TECHNOLOGY
Dubai and Riyadh Face Rising Cyber Pressure as Open Banking Expands

Dubai and Riyadh Face Rising Cyber Pressure as Open Banking Expands

Dubai and Riyadh Face Rising Cyber Pressure as Open Banking Expands

Dubai and Riyadh are emerging as the twin engines of open banking growth across the Middle East and North Africa, but that momentum is now bringing a sharper cybersecurity reckoning. As regulators and financial institutions push ahead with API standardization and faster cross-border payment corridors in 2026, the region’s cyber risk profile is shifting from isolated institutional exposure to a broader systemic concern.

The change is especially significant because both cities sit at the center of ambitious modernization agendas. In the UAE, Dubai’s D33 economic vision is designed to deepen digital commerce and strengthen the city’s status as a global financial hub. In Saudi Arabia, Vision 2030 continues to accelerate financial sector digitization, including embedded finance, open banking frameworks, and payment innovation. Together, those policy pushes are creating a more connected banking environment, but also one with a wider attack surface.

Key Details

Open banking depends on secure data sharing between banks, third-party providers, and payment platforms through APIs. As those connections multiply, the consequences of a single weakness can spread well beyond one institution. In practical terms, a breach in a core service provider, API gateway, or payment connection could ripple across multiple participants in the ecosystem.

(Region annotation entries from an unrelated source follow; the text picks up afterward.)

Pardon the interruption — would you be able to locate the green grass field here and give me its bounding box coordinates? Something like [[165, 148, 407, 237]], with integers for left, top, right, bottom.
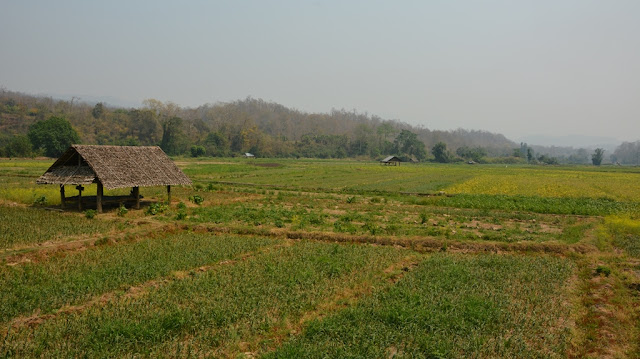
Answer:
[[0, 159, 640, 358]]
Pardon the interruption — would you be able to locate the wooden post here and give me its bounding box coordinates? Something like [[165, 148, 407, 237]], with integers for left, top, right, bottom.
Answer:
[[133, 187, 140, 209], [60, 184, 66, 209], [96, 182, 104, 213], [76, 184, 84, 212]]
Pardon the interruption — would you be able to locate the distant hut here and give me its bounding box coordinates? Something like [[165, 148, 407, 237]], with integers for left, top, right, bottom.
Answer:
[[380, 156, 402, 166], [36, 145, 191, 212]]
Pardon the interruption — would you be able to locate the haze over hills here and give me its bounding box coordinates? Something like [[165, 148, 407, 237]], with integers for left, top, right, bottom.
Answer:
[[0, 89, 635, 164], [516, 134, 622, 151]]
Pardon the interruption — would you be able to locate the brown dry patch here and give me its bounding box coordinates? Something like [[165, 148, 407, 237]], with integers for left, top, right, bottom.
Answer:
[[568, 254, 640, 358], [222, 254, 420, 358], [185, 225, 598, 255], [0, 240, 294, 337], [252, 163, 282, 168], [0, 220, 175, 266]]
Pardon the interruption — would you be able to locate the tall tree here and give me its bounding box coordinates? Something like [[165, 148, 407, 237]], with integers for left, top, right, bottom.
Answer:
[[431, 142, 451, 163], [160, 116, 182, 155], [27, 116, 80, 157], [394, 130, 427, 161]]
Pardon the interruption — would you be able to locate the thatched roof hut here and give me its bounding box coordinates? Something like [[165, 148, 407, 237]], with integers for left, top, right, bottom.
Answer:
[[380, 156, 402, 166], [36, 145, 191, 211]]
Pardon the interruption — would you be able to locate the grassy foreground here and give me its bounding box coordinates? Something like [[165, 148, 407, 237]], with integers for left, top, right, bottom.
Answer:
[[0, 159, 640, 358]]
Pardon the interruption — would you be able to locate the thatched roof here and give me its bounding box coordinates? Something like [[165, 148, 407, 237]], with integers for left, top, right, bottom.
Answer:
[[37, 145, 191, 189]]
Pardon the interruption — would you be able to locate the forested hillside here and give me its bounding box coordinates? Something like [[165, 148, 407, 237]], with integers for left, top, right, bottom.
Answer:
[[0, 90, 517, 161]]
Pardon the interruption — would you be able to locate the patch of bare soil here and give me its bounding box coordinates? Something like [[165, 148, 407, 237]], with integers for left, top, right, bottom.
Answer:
[[0, 240, 294, 337], [223, 254, 420, 358], [252, 163, 282, 168]]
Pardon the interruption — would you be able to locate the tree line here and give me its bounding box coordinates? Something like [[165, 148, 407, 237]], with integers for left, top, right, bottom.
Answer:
[[0, 89, 632, 162]]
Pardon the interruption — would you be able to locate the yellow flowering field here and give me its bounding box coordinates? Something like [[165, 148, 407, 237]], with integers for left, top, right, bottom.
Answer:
[[445, 167, 640, 202]]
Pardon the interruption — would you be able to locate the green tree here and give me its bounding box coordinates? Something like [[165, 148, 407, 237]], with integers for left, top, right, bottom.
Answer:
[[91, 102, 104, 119], [4, 135, 33, 157], [591, 148, 604, 166], [527, 147, 535, 163], [191, 145, 207, 157], [27, 116, 80, 157], [393, 130, 427, 161], [456, 146, 484, 162], [431, 142, 451, 163]]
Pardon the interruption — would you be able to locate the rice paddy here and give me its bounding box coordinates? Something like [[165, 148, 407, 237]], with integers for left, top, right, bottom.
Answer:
[[0, 159, 640, 358]]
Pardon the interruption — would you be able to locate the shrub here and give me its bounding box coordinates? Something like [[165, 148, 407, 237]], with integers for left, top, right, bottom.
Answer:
[[596, 266, 611, 277], [116, 203, 129, 217], [144, 203, 167, 216], [33, 196, 47, 206], [189, 194, 204, 205], [176, 209, 187, 220]]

That is why the latest warning matters. The issue is no longer just whether one bank can defend itself, but whether the broader regional financial stack is resilient enough to absorb coordinated threats. The acceleration of cross-border corridors adds another layer of complexity, particularly as interoperability improves between Gulf markets that are moving at different speeds on technical standards and supervisory controls.

Industry Impact

For banks, payment firms, and regulators, the message is clear: cyber preparedness must evolve as quickly as digital infrastructure. That means stronger third-party risk oversight, tighter API governance, continuous testing, and more coordinated incident response across jurisdictions. In a market where trust is central to adoption, even a limited disruption could slow consumer confidence and complicate the region’s digital finance ambitions.

Dubai and Riyadh still have the opportunity to set the regional benchmark for secure open banking deployment. But with innovation racing ahead, cybersecurity can no longer be treated as a technical back-office issue. In 2026, it is becoming a strategic requirement for protecting financial stability, sustaining investor confidence, and ensuring that the region’s next phase of digital payments growth remains credible.